In a further processing step, the ends are still calibrated and, for example, brought to an outer diameter of 1.8 mm, as well as a lumen diameter of 1.6 mm. The thickness of the wall is then only just 0.1 mm and is thus still three times thicker than the thickness of the wall in the cylindrical part of the balloon blank.
If balloons produced in this way are now fastened with their ends on the outer shaft or inner shaft of the catheter and folded into longitudinal folds for the non-inflated condition, the ends and cones of the balloon contribute a significantly larger wall thickness than the very thin-walled cylinder casing of the balloon. The folded balloon profile is thus largest at the cones that form the balloon shoulders around the fastening zones. Correspondingly, the stiffness of the balloon is also most strongly developed there. Thus, these very thick end sections of the balloon impede an insertion of the catheter into narrow vascular structures. Beyond that, the stiffness of the balloon cones that are folded into folds makes guiding the balloon catheter around narrow curvatures or branches of vascular structures more difficult. Finally, in the production of the balloon catheter itself it is difficult to fold the cone sections that have thicker walls.
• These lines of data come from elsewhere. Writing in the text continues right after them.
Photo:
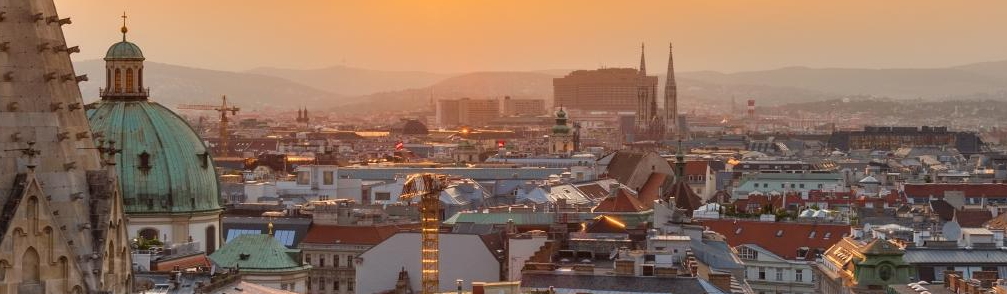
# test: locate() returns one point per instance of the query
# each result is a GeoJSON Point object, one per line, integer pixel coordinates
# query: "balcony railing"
{"type": "Point", "coordinates": [144, 92]}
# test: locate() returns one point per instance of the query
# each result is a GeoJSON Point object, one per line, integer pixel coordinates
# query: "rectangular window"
{"type": "Point", "coordinates": [303, 177]}
{"type": "Point", "coordinates": [326, 177]}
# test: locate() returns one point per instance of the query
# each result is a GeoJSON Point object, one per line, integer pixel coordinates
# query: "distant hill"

The previously mentioned U.S. Pat. No. 5,522,882 A reveals s stent positioning system with a catheter in which the inflatable balloon has ends that extend step-like. As a result of this, no cone sections of the balloon are to be present axially anterior to and posterior to the stent positioned on the catheter. This is achieved by means of sleeve-like top pieces that are directly adjacent to the stent on the balloon end sections, so that upon inflation of the balloon, the cones essentially turn into radial ring steps. The problem of the variable thickness of the wall and the folding of folds in conventional balloons is not addressed in this publication.
U.S. Pat. No. 7,217,278 B2 teaches an expensive subsequent processing of balloon blanks in that after inflation in the sections of the cones and the thick-walled ends, wall material is mechanically removed to decrease the thickness of the wall. Concerning this, particular attention must be paid to performing this processing step below the glass transition temperature of the thermoplastic plastic material. Overall, the production of such balloons as they are known from U.S. Pat. No. 7,217,278 B2 is thus expensive from a technical perspective.